I. Compare overall and disease-free survival in women with stage II breast cancer with one to three positive nodes with or without radiotherapy following mastectomy and adjuvant chemotherapy.

II. Compare local-regional control in these patients with these treatment regimens. III. Assess the potential toxicities of radiotherapy in this patient population.

Participation Criteria

  • Histologically confirmed stage II adenocarcinoma of the breast (T1-2, N1, M0).

  • Primary tumor no greater than 5 cm.

  • At least 1 but no more than 3 positive axillary lymph nodes.

  • Nodes cannot be positive solely by cytokeratin staining.

  • Must have undergone a modified radical mastectomy with a level I and II axillary dissection (at least 10 nodes examined) in past 8 months.

  • Surgical margins negative for invasive and noninvasive ductal carcinoma.

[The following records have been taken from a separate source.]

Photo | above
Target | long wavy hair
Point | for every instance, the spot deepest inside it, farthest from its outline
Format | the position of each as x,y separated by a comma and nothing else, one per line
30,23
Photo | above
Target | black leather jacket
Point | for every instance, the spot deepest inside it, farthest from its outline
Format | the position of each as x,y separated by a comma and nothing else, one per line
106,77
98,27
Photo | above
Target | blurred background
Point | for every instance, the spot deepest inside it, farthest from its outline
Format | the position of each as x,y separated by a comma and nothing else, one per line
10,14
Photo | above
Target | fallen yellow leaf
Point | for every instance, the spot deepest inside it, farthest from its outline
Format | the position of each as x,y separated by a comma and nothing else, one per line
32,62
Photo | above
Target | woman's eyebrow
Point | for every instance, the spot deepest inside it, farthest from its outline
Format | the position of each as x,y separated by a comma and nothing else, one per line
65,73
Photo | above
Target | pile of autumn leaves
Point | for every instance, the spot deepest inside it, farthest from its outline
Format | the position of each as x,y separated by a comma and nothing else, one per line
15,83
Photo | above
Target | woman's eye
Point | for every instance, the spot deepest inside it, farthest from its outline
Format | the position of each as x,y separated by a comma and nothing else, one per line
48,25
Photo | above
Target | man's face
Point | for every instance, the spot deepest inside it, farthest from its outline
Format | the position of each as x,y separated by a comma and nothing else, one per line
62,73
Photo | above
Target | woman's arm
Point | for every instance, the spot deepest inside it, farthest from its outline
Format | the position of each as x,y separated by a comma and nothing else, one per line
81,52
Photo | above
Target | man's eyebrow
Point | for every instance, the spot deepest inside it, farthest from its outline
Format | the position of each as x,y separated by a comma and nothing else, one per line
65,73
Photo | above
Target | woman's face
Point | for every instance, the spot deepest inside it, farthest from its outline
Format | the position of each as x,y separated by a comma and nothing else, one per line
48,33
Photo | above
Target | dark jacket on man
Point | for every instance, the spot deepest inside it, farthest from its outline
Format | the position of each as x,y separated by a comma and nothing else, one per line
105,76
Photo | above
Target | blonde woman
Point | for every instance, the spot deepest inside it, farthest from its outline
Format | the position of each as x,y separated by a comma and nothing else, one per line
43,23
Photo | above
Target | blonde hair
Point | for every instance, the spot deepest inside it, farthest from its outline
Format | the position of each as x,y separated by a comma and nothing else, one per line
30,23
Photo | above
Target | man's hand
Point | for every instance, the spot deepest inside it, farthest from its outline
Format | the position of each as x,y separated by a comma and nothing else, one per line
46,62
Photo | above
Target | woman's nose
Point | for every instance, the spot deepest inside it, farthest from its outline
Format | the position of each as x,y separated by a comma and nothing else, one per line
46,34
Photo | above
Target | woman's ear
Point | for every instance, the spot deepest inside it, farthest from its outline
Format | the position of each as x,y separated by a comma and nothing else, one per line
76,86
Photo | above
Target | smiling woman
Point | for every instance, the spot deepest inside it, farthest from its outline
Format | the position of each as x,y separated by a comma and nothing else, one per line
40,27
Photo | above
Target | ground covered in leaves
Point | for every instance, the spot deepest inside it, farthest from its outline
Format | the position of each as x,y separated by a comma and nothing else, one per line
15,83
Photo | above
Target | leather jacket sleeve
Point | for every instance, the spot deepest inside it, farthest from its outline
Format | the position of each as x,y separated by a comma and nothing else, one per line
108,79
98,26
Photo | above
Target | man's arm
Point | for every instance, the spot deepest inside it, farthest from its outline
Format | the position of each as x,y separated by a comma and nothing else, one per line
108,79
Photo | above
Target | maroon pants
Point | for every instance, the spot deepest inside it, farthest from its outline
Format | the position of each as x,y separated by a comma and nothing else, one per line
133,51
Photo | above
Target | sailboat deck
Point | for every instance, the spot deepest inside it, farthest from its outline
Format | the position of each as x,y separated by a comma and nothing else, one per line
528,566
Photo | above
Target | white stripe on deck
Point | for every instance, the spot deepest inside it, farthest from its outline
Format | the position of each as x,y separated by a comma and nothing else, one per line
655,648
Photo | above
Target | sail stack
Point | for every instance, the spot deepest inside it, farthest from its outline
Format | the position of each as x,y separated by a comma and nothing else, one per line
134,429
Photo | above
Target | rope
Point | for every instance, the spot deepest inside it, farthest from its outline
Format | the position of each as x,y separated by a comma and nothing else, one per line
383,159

  • No gross extracapsular disease or residual disease in the axilla.

  • Microscopic extracapsular extension allowed.

  • Must have received chemotherapy with or without hormonal therapy after mastectomy.

  • No more than 6 weeks since prior adjuvant chemotherapy.

  • Concurrent adjuvant chemotherapy allowed.

  • Concurrent tamoxifen allowed.

Randomization

Arm I:
Patients undergo radiotherapy 5 days a week for 5 weeks.
Arm II:
Patients are observed for disease progression.

 

Lori J. Pierce, Chair
Southwest Oncology Group Principal Investigator, Ph: 734-936-7810 University of Michigan Medical School Ann Arbor, Michigan


 

5.2 Phase III Randomized Study of Synchronous Versus Sequential Adjuvant Chemotherapy and Radiotherapy in Women with Early Stage Breast Cancer

Protocol IDs:
CRC-TU-BR3015, EU-99005
Projected Accrual:
A total of 2,000 patients (1,000 per treatment arm) will be accrued for this study.

Objectives

I. Compare the effects of synchronous versus sequential adjuvant chemotherapy and radiotherapy on local recurrence, disease-free and overall survival, and treatment delay in women with early stage breast cancer.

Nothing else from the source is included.